そういった場所はともかくとして、人界ではオイルランプが街灯の主流である。
その明るさときたら、蝋燭とは比較にならない。
もちろん、辺境でも使われるオイルランプであるが、やはり高級な品である。
使われているケースは、主に室内の灯りとしてである。
では外界ではどうかと言えば、ハンターは安価で使い捨ての松明を使うし、そもそも夜の狩り自体あまりやらない。
例え、ハンターの事情を差し引いてもである。
オイルランプを街灯に回す余裕は、辺境には無かった。
むしろ、街灯があるだけで恵まれている。酷い場合には、夜道を歩くために専門の人間――道先案内人を雇う必要さえあった。
それに対して人界の町である。明るいオイルランプに支えられ、不夜城と化している場合が多い。
所狭しと並んでいる建物のせいで、見上げる空も狭かったりする。
こういった町では、夜空を満足に眺めることすら難しい。
蝋燭の仄暗い灯りを頼りに、サラは家路を急いでいた。
「おや?」
正面から来る人の気配に、サラがサッと身構えた。治安のいい町ではあるが、不埒者がいないわけではない。
後ろ越しに回されたサラの片手には、刺突に向いた両刃の短剣――一本の短剣が握られている。
「ああ、お二方ですか……」
人影を見て、サラが緊張を解く。
果たして、現れたのは1組の老夫婦であった。
亭主が引く荷車には、夫人が座っている。
「おお、これはサラお嬢さま」
荷車を停めて、亭主が顔を上げた。
「あらあら、今日はまた随分遅いお帰りですね」
荷車を降りて、夫人が言った。
「〝お嬢様〟はやめて下さいよ。

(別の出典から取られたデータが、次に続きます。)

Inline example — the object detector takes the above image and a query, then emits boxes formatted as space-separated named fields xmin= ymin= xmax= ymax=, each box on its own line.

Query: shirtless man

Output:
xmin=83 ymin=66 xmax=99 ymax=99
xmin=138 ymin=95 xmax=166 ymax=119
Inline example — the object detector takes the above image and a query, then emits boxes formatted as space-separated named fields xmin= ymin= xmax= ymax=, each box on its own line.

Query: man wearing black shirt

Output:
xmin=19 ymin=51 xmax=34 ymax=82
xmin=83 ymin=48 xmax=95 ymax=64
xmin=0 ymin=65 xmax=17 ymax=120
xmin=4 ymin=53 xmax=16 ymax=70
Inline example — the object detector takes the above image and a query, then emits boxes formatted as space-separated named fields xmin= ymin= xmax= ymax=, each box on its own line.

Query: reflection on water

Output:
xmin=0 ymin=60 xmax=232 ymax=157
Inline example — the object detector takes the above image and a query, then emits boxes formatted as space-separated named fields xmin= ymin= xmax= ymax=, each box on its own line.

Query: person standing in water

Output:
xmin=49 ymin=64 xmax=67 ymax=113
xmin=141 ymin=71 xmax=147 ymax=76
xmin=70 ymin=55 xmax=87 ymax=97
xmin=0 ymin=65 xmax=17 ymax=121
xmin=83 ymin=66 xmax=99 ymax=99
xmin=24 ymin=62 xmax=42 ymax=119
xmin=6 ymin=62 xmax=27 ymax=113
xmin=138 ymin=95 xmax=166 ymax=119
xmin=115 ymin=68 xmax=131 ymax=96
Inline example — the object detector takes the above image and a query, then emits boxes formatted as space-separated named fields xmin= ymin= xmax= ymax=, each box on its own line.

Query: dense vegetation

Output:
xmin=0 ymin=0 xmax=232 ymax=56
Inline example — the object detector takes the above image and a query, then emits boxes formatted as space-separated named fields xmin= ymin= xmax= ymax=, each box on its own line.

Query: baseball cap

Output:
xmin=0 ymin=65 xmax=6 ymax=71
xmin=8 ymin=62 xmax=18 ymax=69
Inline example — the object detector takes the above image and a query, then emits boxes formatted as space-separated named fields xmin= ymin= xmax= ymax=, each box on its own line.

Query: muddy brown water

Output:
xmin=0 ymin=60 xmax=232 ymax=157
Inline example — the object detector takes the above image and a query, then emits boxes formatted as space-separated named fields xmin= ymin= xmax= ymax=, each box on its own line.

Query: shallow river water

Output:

おや、今日の野菜は完売ですか?」
荷車を覗き込んで、サラが聞く。
この老夫婦、サラとは旧知の野菜売りであった。
「ええ……と言いたいところですが」
「ああ、なるほど。外からの流通が滞って品薄なのですね」
言葉を濁す亭主に、サラが受けたばかりの依頼を思い出した。
「流石はサラお嬢様です」
「ええ、ホントに。王都帰りのエリート様なだけはありなさる」
亭主と夫人が順番に言った。
「……お褒め頂き恐縮です」
「あ、そうそう」
サラが言うと、夫人が思い出したかのように切り出した。
「きっちり売り切れたのは、ジーンのお陰なのです。ろくに売り物にならない屑野菜ばかりで、申し訳なかったのですが、本当にあの子は人の事ばかり気にかけて……」
「そうですか、ジーンが……」
夫人に答えると、サラは2、3他愛もない会話をして、その場を後にした。